To co wyrabiają członkowie związku Ukraińców w Polsce czy innych organizacji ukraińskich przechodzi wszelkie wyobrażenie.
Link do
http://bieszczadzkieforum.pl/post8272.html#p8272 lucyna napisał(a):Zawsze wiedziałam, że moja pisanina na forum kiedyś źle się dla mnie skończy. Po zamieszczeniu pierwszego posta w tym wątku nieźle oberwało mi się, a teraz prokuraturą straszą.
Moim zdaniem ten pomnik powinien być rozebrany w świetle prawa. Nie zdewastowany przez nieznanych sprawców lecz przez znidszczony decyzją odpowiednich organów. To nie było upamiętnienie ludzi, członków UPA , to nie były krzyże nagrobne ale próba gloryfikacji zbrodniczej organizacji. Został postawiony bezprawnie, powiem wprost to była kpina z polskiego prawa. W internecie pokazały się zdjęcia zrobione w czasie stawiania pomnika, zwykła baba bieszczadzka rozpoznała kilka osób, w tym duchownych. Polskie organa stojące na straży prawa miały z tym problemy. Dziwne. Nawet we Lwowie próbowano dyskutować w gronie osób odpowiedzialnych za dobre stosunki pomiędzy Ukrainą i Polską o legalizacji owego przedsięwzięcia. Robili to przedstawiciele prezydentów obu narodów.
Teraz pomnika nie ma, już zaczynają organizacje nacjonalistyczne podnosić larum iż dzieje się im krzywda. Nie dość, że są utrzymywani także z moich podatków to moim zdaniem działają na szkodę państwa polskiego. Aby nie było iż jestem polską nacjonalistką, znam historię i w moich żyłach płynie także rusińska krew.
Wróciłam z przesłuchania na policji w Lesku. Art. 255. § 1. Kto publicznie nawołuje do popełnienia występku lub przestępstwa skarbowego,
podlega grzywnie, karze ograniczenia wolności albo pozbawienia wolności do lat 2.
Podstawą mego wezwania, na razie jako świadka był jeden z wpisów na tym forum i moja działalność w wątkach historycznych na innych forach.

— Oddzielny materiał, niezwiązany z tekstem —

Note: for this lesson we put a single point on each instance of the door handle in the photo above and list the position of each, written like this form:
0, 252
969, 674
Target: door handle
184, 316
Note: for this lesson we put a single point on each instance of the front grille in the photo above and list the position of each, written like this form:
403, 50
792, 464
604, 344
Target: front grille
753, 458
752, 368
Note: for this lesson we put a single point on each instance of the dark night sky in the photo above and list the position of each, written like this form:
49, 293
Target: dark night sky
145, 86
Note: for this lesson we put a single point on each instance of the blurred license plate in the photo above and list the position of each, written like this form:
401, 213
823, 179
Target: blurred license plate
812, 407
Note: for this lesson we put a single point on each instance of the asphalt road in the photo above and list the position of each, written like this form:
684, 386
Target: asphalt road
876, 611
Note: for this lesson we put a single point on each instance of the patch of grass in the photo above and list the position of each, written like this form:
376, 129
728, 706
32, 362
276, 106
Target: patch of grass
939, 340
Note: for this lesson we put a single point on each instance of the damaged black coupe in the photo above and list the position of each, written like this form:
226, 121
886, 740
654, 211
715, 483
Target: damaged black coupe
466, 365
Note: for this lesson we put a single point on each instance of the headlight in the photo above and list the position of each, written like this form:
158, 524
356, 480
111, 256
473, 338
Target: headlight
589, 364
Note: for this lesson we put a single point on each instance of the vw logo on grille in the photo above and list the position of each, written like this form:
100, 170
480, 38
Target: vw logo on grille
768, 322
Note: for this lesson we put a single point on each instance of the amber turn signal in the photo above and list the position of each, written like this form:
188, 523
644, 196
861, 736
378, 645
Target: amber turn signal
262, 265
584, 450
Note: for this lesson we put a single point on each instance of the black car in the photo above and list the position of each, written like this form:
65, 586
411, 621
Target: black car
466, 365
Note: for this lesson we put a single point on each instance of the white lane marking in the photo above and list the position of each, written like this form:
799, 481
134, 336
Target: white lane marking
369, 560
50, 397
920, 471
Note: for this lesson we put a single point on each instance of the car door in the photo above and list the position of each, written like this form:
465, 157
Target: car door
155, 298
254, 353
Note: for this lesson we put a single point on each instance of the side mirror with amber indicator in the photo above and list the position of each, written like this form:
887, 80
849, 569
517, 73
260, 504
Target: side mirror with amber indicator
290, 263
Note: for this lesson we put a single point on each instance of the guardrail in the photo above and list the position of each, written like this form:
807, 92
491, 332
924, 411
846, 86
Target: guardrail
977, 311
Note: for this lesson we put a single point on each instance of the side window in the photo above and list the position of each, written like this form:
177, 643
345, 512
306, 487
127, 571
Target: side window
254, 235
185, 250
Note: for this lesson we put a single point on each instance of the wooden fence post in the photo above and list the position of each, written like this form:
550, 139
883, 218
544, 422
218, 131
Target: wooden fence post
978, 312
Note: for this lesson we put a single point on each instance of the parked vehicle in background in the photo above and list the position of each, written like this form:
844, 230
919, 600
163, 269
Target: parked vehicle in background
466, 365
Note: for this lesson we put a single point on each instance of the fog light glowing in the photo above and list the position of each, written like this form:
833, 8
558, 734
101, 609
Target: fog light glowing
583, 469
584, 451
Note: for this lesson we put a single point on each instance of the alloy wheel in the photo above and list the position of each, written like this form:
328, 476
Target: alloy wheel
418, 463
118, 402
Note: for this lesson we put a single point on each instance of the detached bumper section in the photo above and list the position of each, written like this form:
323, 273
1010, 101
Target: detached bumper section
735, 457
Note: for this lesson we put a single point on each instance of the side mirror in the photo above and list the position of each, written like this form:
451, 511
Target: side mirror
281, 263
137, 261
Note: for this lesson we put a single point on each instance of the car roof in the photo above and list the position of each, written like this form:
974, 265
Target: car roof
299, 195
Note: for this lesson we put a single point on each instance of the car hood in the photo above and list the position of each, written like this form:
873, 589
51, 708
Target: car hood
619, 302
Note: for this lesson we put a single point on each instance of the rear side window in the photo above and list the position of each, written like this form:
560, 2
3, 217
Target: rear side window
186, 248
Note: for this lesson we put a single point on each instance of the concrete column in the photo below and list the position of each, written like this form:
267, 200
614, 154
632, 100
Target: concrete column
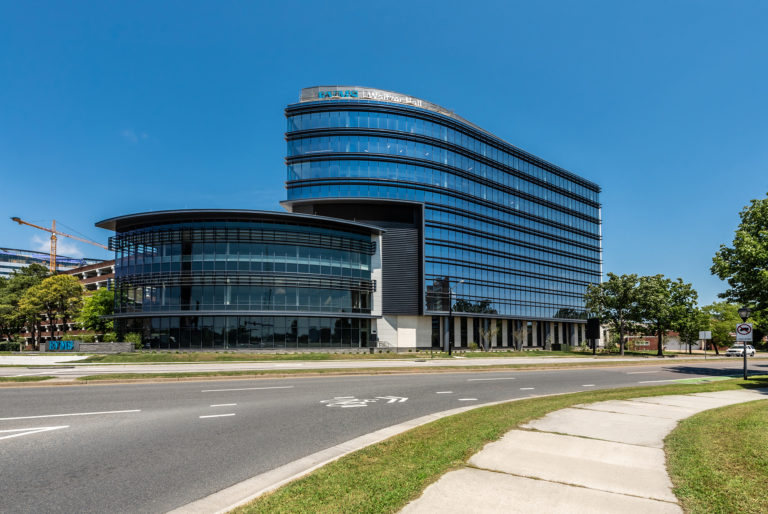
505, 332
523, 334
457, 331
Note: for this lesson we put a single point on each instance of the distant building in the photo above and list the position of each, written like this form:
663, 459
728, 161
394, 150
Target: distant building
13, 259
95, 276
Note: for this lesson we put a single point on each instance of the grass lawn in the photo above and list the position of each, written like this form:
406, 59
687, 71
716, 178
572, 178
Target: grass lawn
225, 356
384, 477
363, 371
36, 378
718, 460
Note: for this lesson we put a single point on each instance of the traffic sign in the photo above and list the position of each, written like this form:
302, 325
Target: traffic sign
744, 332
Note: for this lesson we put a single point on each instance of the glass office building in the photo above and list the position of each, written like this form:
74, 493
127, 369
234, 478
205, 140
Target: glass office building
243, 279
476, 228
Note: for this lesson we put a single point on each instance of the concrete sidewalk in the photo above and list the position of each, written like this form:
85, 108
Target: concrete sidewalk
600, 457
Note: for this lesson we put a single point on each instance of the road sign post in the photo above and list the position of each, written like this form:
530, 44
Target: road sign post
705, 335
744, 335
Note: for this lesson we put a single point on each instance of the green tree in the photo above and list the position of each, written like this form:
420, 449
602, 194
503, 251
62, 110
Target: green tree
662, 303
59, 296
690, 323
615, 302
100, 303
12, 320
745, 264
723, 318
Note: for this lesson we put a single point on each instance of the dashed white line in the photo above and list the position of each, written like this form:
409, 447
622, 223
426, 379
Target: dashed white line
71, 414
28, 431
246, 389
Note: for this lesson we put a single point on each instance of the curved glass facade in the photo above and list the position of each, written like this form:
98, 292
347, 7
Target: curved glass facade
511, 235
191, 279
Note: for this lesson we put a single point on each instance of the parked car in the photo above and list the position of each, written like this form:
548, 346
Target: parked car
738, 351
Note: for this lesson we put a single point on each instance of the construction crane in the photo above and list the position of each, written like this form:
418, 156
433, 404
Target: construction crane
54, 233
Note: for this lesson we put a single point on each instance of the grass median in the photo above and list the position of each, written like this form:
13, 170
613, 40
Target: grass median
380, 354
718, 459
384, 477
24, 379
370, 371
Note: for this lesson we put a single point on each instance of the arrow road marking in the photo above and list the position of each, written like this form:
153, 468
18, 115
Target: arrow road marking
350, 401
27, 431
392, 399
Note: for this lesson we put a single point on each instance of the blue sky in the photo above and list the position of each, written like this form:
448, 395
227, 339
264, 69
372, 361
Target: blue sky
109, 108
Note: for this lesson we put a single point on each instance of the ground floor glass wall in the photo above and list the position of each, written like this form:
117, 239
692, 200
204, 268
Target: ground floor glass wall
254, 332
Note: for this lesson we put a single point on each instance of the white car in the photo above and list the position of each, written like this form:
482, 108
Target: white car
738, 351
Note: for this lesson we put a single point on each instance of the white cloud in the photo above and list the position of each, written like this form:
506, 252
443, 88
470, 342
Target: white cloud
132, 137
63, 247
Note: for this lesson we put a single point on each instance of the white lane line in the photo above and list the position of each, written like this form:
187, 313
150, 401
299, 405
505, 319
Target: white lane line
28, 431
487, 379
247, 389
72, 414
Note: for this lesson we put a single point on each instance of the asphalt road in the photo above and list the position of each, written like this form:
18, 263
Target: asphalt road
155, 447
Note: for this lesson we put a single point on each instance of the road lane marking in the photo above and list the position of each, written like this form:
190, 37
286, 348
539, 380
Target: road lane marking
28, 431
246, 389
72, 414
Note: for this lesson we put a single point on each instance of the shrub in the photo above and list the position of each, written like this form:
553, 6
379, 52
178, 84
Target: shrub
133, 337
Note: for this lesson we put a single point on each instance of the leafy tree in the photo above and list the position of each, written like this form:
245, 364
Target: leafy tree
745, 265
689, 324
662, 303
100, 303
723, 318
58, 296
12, 319
615, 302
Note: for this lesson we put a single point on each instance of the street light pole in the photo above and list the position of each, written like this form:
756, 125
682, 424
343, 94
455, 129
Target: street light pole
744, 313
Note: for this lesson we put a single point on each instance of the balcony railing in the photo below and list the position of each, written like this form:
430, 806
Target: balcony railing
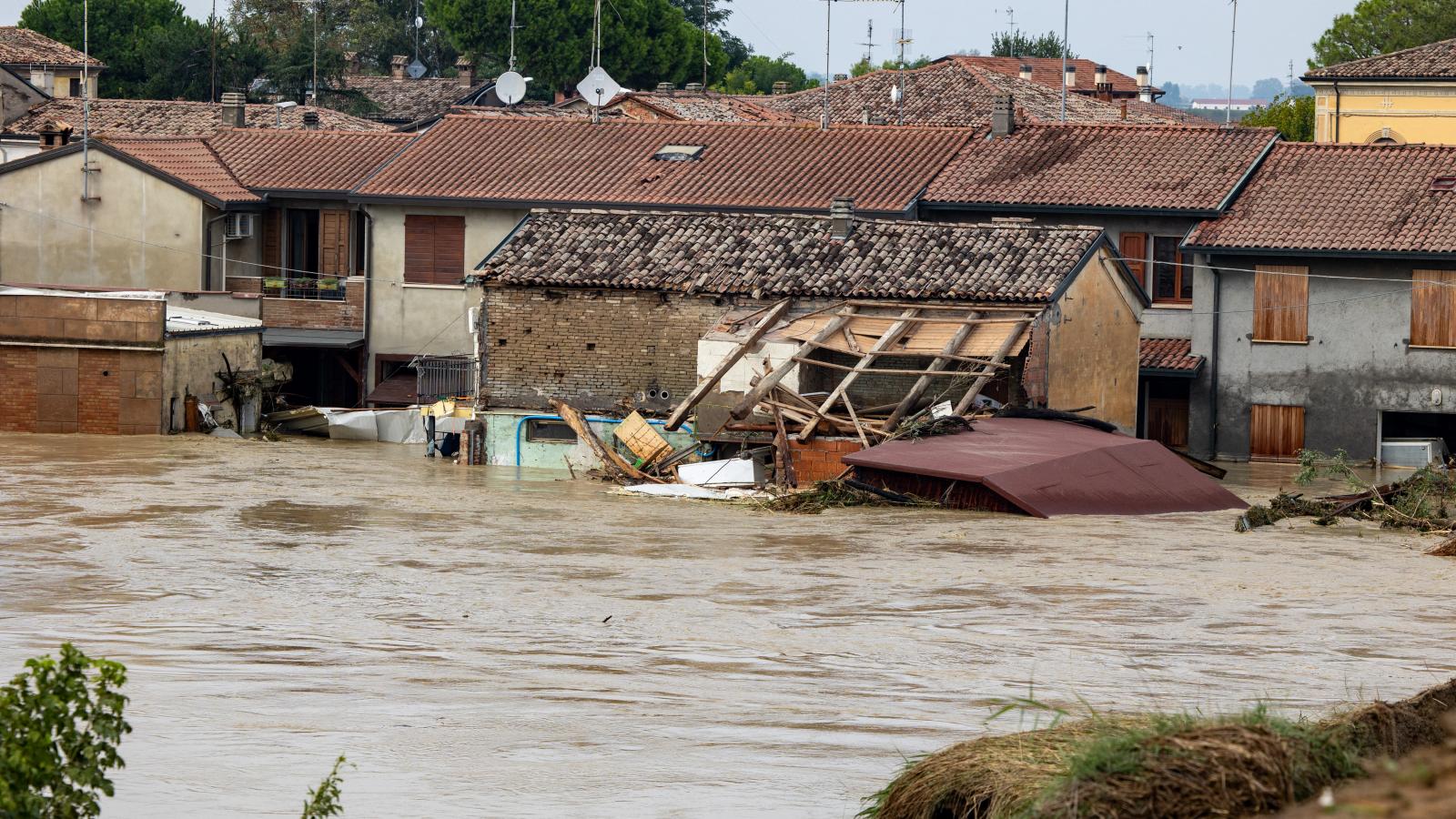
320, 288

Jestem wstrząśnięta. Pytano mnie o : mają działaność forumową, jakie mam niki na forach, o wpis na forum
"Informacja z ostatniej chwili.
Przed sekundą skończyłam rozmawiać z Kolegą z forum info. Pomnik został zniszczony przez nieznanych sprawców. Najprawdopodobniej byli to jacyś wandale: str. 1 tego wątku
, czy jest mój, z kim rozmawiałam telefonicznie na temat pomnika, czy brałam udział w jego zniszczeniu, czy znam osoby, które dopuściły się jego zniszczenia, czy wzięłałbym udział w jego niszczeniu, rozmowa dotyczyła także mojej działalności forumowej i tego, że śmiem określić ten pomnik jako gloryfikację UPA i że określam UPA jako zbrodniarzy, którzy dopuścili się ludobójstwa.
Muszę to przemyśleć.
Mój post wrzucam tu, bo cała sprawa wypływa z tego co piszę o UPA na forach, takze na tym w tym wątku.